Review by Louise Keller:

'Cowardice is the worst flaw in men after mediocrity,' the disarmingly honest Muriel (Marie-Josée Croze), tells her boyfriend Raphaël Jullian (Edouard Baer), as he prolongs his tooth brushing routine with unprecedented vigour. It is one of many searingly truthful moments in this highly observant French film whose topics may be serious, but whose tone is philosophically quirky. From the profound to the ridiculous, The Story of My Life is meaningful without being earnest, hilarious but always grounded in reality.

An autobiography ghost writer to famous people, Raphael is expert at being invisible. 'Think about the cheque,' his agent tells him, but apart from getting no recognition for writing the books, he is nondescript when it comes to his emotional affairs, revealing little of any consequence about himself in his relationships. Baer, with a rustic stubble and perpetual quizzical look, is like a favourite teddy bear - one you want to take home and care for. His Raphaël treads the middle ground between his two diametrically different best friends.

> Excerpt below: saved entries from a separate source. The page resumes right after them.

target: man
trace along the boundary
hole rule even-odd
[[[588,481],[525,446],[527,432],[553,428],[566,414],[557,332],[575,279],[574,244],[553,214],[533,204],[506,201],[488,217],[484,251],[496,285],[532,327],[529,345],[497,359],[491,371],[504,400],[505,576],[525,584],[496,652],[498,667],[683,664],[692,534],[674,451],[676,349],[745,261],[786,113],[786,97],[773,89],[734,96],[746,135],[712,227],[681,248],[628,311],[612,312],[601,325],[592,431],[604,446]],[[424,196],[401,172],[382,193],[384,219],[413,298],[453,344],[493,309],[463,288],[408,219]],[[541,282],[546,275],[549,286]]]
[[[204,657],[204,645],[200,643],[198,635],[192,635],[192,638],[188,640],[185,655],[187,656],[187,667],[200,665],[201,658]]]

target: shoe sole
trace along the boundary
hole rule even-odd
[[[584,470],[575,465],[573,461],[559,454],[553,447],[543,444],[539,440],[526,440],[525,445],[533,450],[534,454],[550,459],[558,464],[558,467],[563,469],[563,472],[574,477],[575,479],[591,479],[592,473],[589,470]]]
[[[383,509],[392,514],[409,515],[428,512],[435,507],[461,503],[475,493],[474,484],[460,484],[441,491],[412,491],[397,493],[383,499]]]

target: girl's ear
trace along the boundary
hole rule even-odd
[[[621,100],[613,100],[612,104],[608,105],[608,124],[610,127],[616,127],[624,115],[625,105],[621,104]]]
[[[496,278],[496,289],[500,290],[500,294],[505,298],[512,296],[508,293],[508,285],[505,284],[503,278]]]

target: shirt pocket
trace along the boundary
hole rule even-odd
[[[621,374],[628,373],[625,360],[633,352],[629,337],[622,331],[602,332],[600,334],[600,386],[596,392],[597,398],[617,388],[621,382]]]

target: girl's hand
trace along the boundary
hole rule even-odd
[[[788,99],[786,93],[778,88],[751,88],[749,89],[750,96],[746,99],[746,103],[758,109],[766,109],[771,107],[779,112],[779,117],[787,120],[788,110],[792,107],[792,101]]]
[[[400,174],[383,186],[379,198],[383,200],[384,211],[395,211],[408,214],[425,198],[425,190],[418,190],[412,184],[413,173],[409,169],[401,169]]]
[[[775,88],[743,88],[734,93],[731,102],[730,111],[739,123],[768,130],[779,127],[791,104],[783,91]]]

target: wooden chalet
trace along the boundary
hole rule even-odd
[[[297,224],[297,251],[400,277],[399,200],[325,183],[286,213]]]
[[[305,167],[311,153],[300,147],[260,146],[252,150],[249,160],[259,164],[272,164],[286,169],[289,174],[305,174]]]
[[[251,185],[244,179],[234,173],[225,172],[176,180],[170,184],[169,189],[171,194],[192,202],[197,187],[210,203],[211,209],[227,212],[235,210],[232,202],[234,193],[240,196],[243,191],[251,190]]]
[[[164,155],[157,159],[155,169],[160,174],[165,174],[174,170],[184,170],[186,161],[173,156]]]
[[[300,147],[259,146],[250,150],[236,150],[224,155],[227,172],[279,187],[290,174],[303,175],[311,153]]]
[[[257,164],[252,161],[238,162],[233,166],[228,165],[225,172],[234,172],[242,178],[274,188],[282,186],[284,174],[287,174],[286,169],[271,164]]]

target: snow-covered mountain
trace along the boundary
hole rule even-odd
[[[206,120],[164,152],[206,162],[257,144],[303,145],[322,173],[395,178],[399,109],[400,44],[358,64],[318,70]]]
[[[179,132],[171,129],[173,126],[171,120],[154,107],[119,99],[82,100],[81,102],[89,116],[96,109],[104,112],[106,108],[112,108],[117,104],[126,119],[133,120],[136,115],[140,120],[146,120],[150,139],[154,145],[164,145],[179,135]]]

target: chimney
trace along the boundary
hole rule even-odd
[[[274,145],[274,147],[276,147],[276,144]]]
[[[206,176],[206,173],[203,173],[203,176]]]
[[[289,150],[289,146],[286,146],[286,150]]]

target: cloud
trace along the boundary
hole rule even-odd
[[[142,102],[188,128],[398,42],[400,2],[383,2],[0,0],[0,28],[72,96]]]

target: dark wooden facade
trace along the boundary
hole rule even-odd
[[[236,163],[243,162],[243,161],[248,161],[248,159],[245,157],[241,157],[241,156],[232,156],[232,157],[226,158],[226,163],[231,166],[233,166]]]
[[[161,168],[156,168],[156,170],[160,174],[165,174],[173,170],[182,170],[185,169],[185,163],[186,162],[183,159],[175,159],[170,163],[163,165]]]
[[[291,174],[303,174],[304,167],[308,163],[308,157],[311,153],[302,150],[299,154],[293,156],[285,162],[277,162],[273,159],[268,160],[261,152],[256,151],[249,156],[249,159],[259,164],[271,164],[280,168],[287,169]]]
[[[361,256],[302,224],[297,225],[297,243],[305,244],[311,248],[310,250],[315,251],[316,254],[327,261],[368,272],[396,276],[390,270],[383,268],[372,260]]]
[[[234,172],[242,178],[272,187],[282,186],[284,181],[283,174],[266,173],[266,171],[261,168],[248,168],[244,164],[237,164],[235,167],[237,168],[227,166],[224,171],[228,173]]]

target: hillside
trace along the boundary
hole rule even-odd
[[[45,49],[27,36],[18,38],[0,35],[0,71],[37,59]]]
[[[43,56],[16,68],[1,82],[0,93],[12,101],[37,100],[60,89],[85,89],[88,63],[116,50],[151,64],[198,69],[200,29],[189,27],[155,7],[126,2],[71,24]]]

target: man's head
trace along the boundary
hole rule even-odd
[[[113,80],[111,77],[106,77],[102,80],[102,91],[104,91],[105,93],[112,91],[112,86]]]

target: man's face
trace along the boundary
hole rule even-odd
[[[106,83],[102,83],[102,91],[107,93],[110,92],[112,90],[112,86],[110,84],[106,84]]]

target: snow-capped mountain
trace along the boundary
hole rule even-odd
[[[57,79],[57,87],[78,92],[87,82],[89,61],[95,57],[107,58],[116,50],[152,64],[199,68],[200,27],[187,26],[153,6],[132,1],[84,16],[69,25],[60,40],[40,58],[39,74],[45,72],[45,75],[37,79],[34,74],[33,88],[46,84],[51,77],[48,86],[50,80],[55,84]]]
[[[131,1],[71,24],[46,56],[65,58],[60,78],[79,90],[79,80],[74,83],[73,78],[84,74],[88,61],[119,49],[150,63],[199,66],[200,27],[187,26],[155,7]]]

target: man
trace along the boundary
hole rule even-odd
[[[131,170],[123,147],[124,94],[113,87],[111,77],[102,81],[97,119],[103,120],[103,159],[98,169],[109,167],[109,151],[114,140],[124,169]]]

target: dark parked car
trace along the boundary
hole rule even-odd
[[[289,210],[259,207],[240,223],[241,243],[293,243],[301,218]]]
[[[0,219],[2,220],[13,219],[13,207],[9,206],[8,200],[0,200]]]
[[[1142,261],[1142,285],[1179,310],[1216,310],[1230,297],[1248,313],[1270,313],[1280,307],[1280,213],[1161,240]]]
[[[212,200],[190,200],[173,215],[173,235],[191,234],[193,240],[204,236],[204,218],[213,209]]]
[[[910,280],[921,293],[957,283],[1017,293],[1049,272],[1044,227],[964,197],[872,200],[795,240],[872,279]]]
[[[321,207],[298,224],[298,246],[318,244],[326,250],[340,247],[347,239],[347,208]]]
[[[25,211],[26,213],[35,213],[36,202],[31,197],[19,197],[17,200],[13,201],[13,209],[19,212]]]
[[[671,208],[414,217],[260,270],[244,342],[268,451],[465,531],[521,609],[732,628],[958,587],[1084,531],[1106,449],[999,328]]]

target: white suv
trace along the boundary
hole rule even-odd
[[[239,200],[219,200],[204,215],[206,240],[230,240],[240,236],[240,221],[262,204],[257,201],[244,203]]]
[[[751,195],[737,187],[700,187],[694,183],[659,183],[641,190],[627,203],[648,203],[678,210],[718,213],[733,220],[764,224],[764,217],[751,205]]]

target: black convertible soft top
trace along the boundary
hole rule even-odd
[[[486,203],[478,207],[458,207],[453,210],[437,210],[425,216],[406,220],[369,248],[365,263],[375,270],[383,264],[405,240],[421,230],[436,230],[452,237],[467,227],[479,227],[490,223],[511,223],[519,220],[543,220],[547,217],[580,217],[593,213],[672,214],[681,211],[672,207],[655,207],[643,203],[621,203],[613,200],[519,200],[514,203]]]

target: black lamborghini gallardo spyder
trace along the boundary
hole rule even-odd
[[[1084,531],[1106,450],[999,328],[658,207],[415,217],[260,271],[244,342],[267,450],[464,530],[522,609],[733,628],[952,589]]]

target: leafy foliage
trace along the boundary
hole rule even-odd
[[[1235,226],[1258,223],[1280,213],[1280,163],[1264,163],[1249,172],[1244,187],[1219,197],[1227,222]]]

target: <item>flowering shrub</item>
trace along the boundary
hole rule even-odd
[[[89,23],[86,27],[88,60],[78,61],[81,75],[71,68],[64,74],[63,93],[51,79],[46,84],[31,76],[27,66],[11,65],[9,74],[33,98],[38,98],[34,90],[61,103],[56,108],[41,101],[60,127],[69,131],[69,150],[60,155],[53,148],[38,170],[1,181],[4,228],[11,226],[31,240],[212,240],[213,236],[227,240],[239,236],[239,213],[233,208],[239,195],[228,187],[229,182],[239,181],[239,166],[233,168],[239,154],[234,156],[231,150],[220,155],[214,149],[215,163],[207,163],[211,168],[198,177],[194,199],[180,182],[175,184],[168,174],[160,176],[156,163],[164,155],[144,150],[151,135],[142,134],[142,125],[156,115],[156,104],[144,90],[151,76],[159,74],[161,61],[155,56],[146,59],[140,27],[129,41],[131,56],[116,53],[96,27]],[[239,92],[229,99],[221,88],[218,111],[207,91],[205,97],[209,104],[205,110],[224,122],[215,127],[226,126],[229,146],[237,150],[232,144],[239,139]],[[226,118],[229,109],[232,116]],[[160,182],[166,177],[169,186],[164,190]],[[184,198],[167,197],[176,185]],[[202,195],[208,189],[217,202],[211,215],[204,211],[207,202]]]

There are amusing fast tracked sequences as we see successful, pragmatic businessman Max (Jean-Michel Lahmi) speed dating, while ideologist and would-be photo-journalist Jeff (Eric Berger), shows he never has the courage of his own convictions. When Raphaël meets his new book subject, football captain Kevin (Clovis Cornillac), he recognises that here is someone who is the epitome of everything he despises. Kevin is arrogant, ignorant and dumbly suggests a writing style for him to implement, and even a play-on-words, corny book title ('How To Score'). The fact that Kevin is dating Claire (Alice Taglioni), for whom Raphaël is carrying a torch, is almost too much to bear. Cornillac who won Best Supporting Actor at the Cesar Awards, is superbly irritating in a role Sergi Lopez might have played. Though Raphaël dreams of Claire, Muriel (Croze at her best) is the best thing in his life, encouraging him to reveal his true self.

There's a comical flash-back that includes a car ride in the country, a fumbling kiss and a wild boar, plus a memorable dinner party for four, when circumstances and confrontations spew irrevocably over the relationships. The film is as delightful as it is fresh, revealing human foibles with a sincere but light touch.